The researchers found that the healthy group demonstrated a higher sample entropy vs. the diabetes group (P < .0001). A negative association was demonstrated between sample entropy and each of the glucose variability measures in both groups, but multivariate analysis demostrated that only coefficient of variation of glucose was persistently significant when both groups were combined (P < .0001).
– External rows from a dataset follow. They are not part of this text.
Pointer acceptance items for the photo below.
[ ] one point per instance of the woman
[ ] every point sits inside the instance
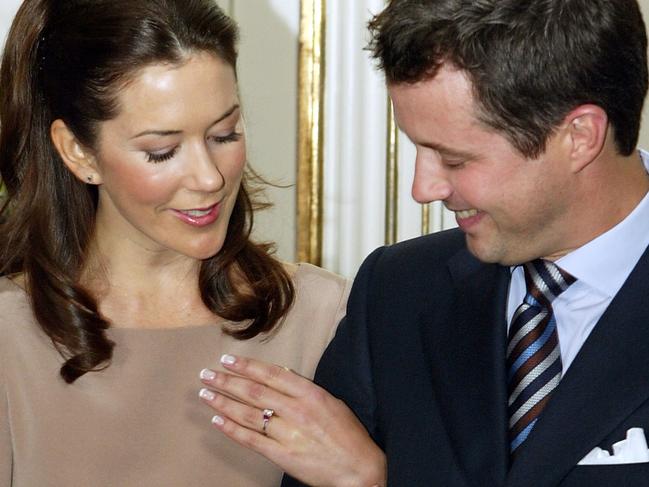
(126, 249)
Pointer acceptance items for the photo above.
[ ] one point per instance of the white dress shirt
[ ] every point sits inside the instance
(601, 266)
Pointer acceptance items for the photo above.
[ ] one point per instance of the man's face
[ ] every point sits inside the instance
(512, 209)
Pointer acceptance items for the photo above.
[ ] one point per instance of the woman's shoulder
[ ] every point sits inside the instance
(16, 314)
(13, 297)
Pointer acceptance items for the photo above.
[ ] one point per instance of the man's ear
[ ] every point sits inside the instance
(79, 160)
(587, 128)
An inverse correlation was seen between sample entropy and homeostasis model of assessment for insulin resistance (HOMA-IR; P = .0008), HOMA-beta cell function (P = .013) and BMI z score (P = .019) in the healthy group; a positive relation was found between sample entropy and the Quantitative Insulin Sensitivity Check Index (P = .0011). No significant relationships were found between any of the glucose variability measures and HOMA-IR, the Quantitative Insulin sensitivity Check Index or BMI z score. Sample entropy was the only measure independently linked with BMI z score across both groups, and the negative association was strongest when both groups were combined (P < .0001).

“We showed that glucose complexity measured by CGM-derived [sample entropy] is inversely correlated with insulin resistance both in high entropy glucose profiles of healthy subjects and in low entropy glucose profiles of patients with [type 1 diabetes],” the researchers wrote. “In nondiabetic subjects, [sample entropy] is more sensitive and could probably be an earlier sign of glucose regulation failure than glucose variability. In healthy volunteers and patients with [type 1 diabetes], the relationship between [sample entropy] and insulin sensitivity is dependent on the richness of [sample entropy]-sensitive fast glucose oscillations in the CGM profiles.” – by Jennifer Byrne

Disclosure: Crenier reports receiving speaker fees from Medtronic.